DALE CITY — Evangel boys basketball coach Jim Fisher says he expects a lot from senior Dan Rowenhorst this season: Scoring, running the offense from point guard, tough defense, leadership skills.
Expectations that high, for some, might be considered pressure — pressure to perform, pressure to lead. But for Rowenhorst, the demands of the basketball life, no matter how strenuous, won’t be anything like the strains of real life.
Edward Rowenhorst, Dan’s brother, was one of the 189 people killed in the terrorist attack on the Pentagon on Sept. 11.
Dan remembers the day. He first heard the news on the way to a field trip from school. He said he wasn’t that worried about his brother at first, but as time passed, his concern grew.
“We knew if he was out [of the building], he would have called us,” Rowenhorst explained.
That night, the rest of Dan’s family went to Washington. He stayed home alone, waiting for the good news that never came.
In the two and a half months that have passed since the attacks, basketball has diminished in significance for Rowenhorst. At the same time, sports have become a release.
“It’s just good to get away from everything,” Rowenhorst said.
If anyone is in position to heal with Rowenhorst, it’s his coach. Fisher, before retiring, worked in the Pentagon. His old office was just yards from the impact site, and he knew two of the building’s secretaries that perished in the attack.
“You stop and pause, [and see] how precious life is, how God has watched over us and taken care of us,” Fisher explained. “That’s what we preach to our kids: Your walk with God is more important, your schoolwork is more important than is basketball. So we emphasize that.
“You just thank God for every minute, every day.”
Since the attacks, sports for most of the country have become secondary. Fisher and Rowenhorst are no different.
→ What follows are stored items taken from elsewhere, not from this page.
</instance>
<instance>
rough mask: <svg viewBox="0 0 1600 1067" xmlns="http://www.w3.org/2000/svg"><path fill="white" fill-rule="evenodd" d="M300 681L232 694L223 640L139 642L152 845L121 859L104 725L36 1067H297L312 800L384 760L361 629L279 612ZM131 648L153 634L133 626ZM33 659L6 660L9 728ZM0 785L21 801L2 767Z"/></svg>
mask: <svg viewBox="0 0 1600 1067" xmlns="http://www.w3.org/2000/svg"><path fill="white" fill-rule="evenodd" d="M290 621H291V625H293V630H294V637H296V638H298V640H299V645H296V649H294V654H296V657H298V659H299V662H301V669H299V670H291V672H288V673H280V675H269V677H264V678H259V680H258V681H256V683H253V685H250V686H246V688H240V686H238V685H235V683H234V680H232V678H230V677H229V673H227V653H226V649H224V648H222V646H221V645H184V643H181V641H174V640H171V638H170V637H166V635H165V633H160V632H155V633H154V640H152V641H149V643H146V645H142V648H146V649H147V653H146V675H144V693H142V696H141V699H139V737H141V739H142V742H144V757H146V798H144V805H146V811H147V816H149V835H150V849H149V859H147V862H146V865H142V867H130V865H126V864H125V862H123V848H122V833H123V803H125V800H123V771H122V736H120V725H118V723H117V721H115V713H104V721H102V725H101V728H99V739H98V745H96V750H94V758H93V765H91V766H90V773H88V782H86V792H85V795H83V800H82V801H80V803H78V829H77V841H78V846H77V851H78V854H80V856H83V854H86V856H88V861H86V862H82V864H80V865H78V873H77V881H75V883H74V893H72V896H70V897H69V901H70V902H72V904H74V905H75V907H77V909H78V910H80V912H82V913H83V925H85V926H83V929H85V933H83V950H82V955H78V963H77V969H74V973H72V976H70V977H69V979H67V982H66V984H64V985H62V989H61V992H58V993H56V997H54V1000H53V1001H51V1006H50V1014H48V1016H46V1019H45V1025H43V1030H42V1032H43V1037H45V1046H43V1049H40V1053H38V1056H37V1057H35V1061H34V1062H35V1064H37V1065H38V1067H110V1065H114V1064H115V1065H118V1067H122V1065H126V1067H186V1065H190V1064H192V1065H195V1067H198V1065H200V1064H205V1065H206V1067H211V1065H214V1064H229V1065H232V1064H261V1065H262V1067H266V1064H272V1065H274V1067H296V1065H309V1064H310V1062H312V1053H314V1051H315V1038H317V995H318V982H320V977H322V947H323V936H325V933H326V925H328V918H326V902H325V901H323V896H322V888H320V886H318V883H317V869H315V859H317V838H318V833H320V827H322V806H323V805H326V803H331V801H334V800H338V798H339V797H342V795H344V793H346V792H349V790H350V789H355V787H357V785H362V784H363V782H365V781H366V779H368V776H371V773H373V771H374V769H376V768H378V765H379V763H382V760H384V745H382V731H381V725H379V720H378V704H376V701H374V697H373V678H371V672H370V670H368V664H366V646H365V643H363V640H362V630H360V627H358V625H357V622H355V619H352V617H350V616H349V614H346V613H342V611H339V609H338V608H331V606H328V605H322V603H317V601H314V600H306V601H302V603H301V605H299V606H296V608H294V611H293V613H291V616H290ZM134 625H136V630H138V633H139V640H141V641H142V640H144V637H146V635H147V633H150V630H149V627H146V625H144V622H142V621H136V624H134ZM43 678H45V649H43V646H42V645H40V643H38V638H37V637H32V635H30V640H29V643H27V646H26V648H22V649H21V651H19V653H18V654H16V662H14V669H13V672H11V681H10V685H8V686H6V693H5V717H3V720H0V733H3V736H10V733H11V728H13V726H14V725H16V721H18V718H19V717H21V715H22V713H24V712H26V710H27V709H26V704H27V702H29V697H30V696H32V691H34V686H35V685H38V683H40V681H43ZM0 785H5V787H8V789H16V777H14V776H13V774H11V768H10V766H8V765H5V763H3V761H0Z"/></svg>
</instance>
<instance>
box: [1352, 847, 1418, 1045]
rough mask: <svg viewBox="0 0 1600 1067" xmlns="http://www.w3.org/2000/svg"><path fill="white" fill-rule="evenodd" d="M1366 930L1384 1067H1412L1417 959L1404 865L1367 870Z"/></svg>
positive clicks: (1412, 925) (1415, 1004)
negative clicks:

“It probably helps me to focus that I’m dealing with individual lives here. I’m dealing with young men that, basically, are heading into the prime of their lives,” Fisher said. “It makes me concentrate more on instilling in them the right morals, the right values, the right direction for their lives — not only in basketball, but in life itself. And just live our life to the fullest in what God would have us do, and just do the best we can, every day of our lives.”
Rowenhorst admits basketball was once a primary focus of his life, but things have changed.
“With him dying, it puts everything in perspective,” Rowenhorst explained. “Basketball isn’t the most important thing in life. But I know he wouldn’t want me to stop doing something. He’d want me to keep playing.”
In the end, basketball alone couldn’t provide the comfort that Rowenhorst needed. His faith was the key.
Going to Evangel, a private Christian school, one would expect religion to play an important role in a student’s life. Rowenhorst’s faith, reinforced at Evangel, has helped him move past the pain.
“It’s definitely been a big part,” Rowenhorst said of his faith. “You gotta have faith in God.”
“He accepted the Lord’s will. He’s a good kid of faith,” Fisher said. “He trusts that his brother is in heaven … I think he’s handled it extremely well.”
While the value of hoops has — in some respects — depreciated, there is something else to fill the void for Rowenhorst: In his brother’s absence, he has tried to help raise his brother’s young daughters. That’s a challenging task for any 18-year old, but for Rowenhorst, it’s not a challenge; it’s a responsibility.
Rowenhorst said he doesn’t want them to grow up without a male figure in their lives. And since he visited them frequently, even before Sept. 11, the transition in equating Dan as that figure goes a little more smoothly.
“They look up to me a lot, and I’m really close to them, even before my brother died,” Rowenhorst said. “Now, I see them a lot more — they come over to see me or I go over to see them. I try to be with them, so they have a father figure.”
As the discussion turns toward the upcoming season — the Eagles open their season Friday with a trip to the United Tournament at the United Christian Academy in Stanardsville — Rowenhorst brightens. A smile reappears across his face, his countenance livens.
Basketball, as a release.
“You’ve got to have a goal of winning a championship. Otherwise, why even play?” he said. “Individual stats really aren’t that important, but it’s always nice to have them.”